Re: Dr. Charles Stratton's work on CFS/C.Pneumoniae was never published.
Ron phillips
It's been a little over a year. I am working full-time (as a computer programmer.) When I started, I couldn't think straight after about two hours -- or not straight enough for this job. Now I usually do good work until noon, then OK work until quitting time.
The brain fog is one of the first things to improve
under treatment, so it is a little difficult to assign a number
or percentage to my recovery. My brain is about 80% recovered, my
exertion tolerance is perhaps 20%, but they're interconnected, so don't
take the numbers too literally.
When I started, I could vacuum one room of the house per day. Now I can usually do the whole house, and go to the library or something, too.
I recently replaced most of our bathroom (all the floor, the vinyl, and some of the ceramic tile.) Even with help, this was too much and I am recovering from that setback.
Stratton estimates at least three years of treatment are needed to completely recover from CFS. He says that of all the diseases associated with CPn, CFS is one of the toughest, in part because so few patients will stick with the protocol that long.
The important thing is: I stopped getting worse. I was starting to consider my disability options before I began treatment. My doctor was impressed enough that he has started several other CFS patients on the protocol since I started it. He does say, though, that it's not for everyone -- again, not because the protocol doesn't work, but because they don't follow it.
Ron
Date: Sun, 8 Apr 2007 13:08:39 -0400
From: Geo <ge...@VERIZON.NET>
Subject: Re: Dr. Charles Stratton's work on CFS/C.Pneumoniae was never published.

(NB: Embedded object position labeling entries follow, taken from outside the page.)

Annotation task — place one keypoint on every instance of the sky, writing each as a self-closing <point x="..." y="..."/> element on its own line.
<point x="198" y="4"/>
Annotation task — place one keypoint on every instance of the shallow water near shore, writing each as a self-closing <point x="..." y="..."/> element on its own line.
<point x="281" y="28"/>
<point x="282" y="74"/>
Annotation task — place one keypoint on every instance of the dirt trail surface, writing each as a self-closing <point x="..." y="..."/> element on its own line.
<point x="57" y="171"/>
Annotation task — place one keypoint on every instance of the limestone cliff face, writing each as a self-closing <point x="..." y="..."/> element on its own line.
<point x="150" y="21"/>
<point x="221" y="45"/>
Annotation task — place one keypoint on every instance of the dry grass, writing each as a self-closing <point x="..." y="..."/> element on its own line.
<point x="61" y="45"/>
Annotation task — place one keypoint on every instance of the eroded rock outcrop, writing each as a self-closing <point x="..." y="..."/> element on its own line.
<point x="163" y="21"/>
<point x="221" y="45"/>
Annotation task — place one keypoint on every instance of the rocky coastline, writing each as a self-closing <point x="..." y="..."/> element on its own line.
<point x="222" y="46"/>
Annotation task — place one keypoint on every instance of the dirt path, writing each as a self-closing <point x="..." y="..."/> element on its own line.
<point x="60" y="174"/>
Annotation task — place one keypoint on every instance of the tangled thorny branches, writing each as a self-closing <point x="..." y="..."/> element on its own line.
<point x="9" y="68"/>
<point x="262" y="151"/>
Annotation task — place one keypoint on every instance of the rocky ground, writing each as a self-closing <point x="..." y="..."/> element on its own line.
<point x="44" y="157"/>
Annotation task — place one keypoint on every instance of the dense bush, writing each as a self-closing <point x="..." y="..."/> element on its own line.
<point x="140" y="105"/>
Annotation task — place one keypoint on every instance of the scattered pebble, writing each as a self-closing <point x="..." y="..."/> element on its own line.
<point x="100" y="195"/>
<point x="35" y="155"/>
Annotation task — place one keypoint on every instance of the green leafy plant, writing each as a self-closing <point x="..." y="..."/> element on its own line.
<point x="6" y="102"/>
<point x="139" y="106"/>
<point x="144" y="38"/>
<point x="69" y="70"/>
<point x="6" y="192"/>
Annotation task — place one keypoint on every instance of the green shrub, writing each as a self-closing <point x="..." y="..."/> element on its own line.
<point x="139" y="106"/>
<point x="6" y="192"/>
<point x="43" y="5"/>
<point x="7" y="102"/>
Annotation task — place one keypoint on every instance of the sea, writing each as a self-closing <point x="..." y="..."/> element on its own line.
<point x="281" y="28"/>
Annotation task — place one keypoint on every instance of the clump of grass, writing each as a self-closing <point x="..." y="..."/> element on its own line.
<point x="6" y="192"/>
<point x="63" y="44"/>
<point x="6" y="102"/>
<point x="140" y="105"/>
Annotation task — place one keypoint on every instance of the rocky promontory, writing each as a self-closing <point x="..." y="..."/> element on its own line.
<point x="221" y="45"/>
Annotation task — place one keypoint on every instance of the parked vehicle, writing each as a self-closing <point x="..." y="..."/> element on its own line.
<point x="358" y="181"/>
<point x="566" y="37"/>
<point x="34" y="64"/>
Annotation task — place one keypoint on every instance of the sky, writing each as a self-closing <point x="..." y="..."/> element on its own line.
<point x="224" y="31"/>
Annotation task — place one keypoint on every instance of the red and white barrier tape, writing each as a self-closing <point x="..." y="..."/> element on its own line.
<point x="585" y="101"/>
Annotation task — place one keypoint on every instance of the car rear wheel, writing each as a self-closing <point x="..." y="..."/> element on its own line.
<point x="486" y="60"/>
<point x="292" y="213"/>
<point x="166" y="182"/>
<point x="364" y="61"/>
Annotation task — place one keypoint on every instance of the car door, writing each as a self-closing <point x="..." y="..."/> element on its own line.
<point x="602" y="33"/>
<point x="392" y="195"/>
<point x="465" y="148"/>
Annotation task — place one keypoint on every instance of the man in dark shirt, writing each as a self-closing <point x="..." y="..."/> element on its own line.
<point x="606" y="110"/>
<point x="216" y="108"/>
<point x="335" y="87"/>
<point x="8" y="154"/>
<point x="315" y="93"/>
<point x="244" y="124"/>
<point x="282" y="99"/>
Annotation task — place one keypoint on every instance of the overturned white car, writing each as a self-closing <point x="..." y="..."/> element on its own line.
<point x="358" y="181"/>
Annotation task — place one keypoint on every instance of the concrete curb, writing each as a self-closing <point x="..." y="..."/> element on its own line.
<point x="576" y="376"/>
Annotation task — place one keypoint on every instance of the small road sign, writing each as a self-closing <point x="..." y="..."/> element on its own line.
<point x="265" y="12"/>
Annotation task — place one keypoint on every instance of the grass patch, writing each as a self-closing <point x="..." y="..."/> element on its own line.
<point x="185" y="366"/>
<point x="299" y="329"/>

Fascinating. I've never heard of that before. I'll have to look into it. How
long have you been on the treatment and how much have you improved? Thanks.
> -----Original Message-----
> From: Chronic Fatigue Syndrome discussion CFIDS/ME
> [mailto:CF...@LISTSERV.ICORS.ORG] On Behalf Of Ron phillips
> Sent: Friday, March 16, 2007 4:35 PM
> To: CF...@LISTSERV.ICORS.ORG
> Subject: Re: [CFS-L] Dr. Charles Stratton's work on
> CFS/C.Pneumoniae was never published.
>
> Eeek! Bobbie Sellers pointed out that the link didn't come
> through. Let's try it again:
> http://www.cpnhelp.org/chlamydiapneumoniaechronicfatigue is the link.
>
> Again, the treatment for this organism is relatively cheap,
> and any willing doctor can administer it. Just in case that
> sounds too good to be true, let me add that it is not easy
> for the patient. It takes a while, and many people find the
> treatment uncomfortable, at least at first.
>
> Ron
------------------------------
End of CFS-L Digest - 8 Apr 2007 to 9 Apr 2007 (#2007-46)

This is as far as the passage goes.